Suriye’de başlayacak, Lübnan’a, Gazze’ye, İran’a yayılacak bir İsrail-İran çatışmasının ihtimalleri artık açıkça konuşuluyor.
ABD’ye göre, İsrail ve İran hızla açık çatışmaya yaklaşıyor. İsrail’in, İran’a karşı Suriye ve Lübnan’da saldırıya hazırlandığı öne sürülmekte. Bu saldırı, aylardır ‘İran tehlikesinden’ söz eden Trump Yönetimi ve Suudi Arabistan’dan da destek alacaktır.
ABD medyasında savaş odaklı haber ve yorumlar artmaya başladı. Bu noktada, ABD’deki İsrail lobisinin kurgulanmış bir kampanyaya başladığı, İran’ı hata yapmaya zorlamak ve propaganda etkisi için ‘savaş geliyor’ havası yaydığı söylenebilir. Tam da Trump’ın İran Nükleer Anlaşmasını feshe hazırlandığı aşamada... Ancak yorumlara BM Genel Sekreteri Guterres de katıldı ve Nükleer Anlaşmanın feshinin savaş riskini artırdığını söyledi. BM Genel Sekreterinin görevi savaşı önlemek ve çığırtkanlık yapmadan riskleri yorumlamak. Guterres Ortadoğu’da durumun tehlikeli olduğunu söylüyor.
Tehlike şu: İsrail, ön bahçesi saydığı Suriye ve Lübnan’da İran-Şii gücünün tırmanmasından rahatsız. Ve İsrail yıllardır İran’ın nükleer tesislerini, altyapısını yok etmek istiyor. Skandallara karışan, yargı-soruşturma baskısındaki Başbakan Netanyahu için bir çatışma, uygun gündem değişikliği demek. İsrail 2012’den beri Suriye’de 100’den fazla bombardıman yaptı. Şam ordusunu, İran milislerini, silah depolarını, üsleri vurdu. 29 Nisan’da ise, Hama’da İran odaklı öyle bir üs vuruldu ki, depolardaki füze ve cephanenin patlamaları bölgede ‘2 büyüklüğünde deprem’ olarak kaydedildi.

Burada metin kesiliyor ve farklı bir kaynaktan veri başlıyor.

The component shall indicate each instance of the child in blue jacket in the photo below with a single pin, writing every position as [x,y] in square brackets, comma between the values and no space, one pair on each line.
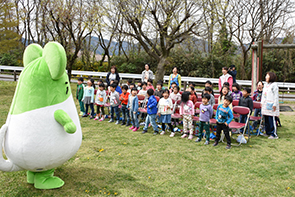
[224,116]
[151,112]
[132,106]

İran şimdilik bu saldırılara misilleme yapmıyor. Nükleer Anlaşma feshedilirse, İsrail’in İran Nükleer tesislerini mutlaka vurmak, Suriye’de İran varlığına ağır darbe indirmek isteyeceği öne sürülüyor. İsrail genel saldırıya geçince, Lübnan ve Gazze’yi de hedef alır. İsrail’in böyle bir saldırısına Suudi Arabistan ve ABD koşarak destek verecektir. Suriye’de zaten tek taraflı İsrail saldırısı var. Soru şu: İran bu ağır saldırılara karşılık vermeden daha ne kadar bekler ? Suriye hava sahasının hakimi olan Rusya, müttefiki İran’ın hırpalanmasına daha ne kadar izin verir ?
Ortadoğu’da uzun Mayıs
Lübnan’da Seçim: Dokuz yıldır ilk kez meclis seçimi yapan Lübnan’da soru şu: Hizbullah ne kadar güçlü bir sonuç alacak? Pazar günkü oylamanın ardından kesin sonuç bugün-yarın gelecek. Sonra da en zor kısım başlayacak: Lübnan seçim sonucu İsrail, Suudi Arabistan ve ABD’yi’ne kadar ürkütecek ?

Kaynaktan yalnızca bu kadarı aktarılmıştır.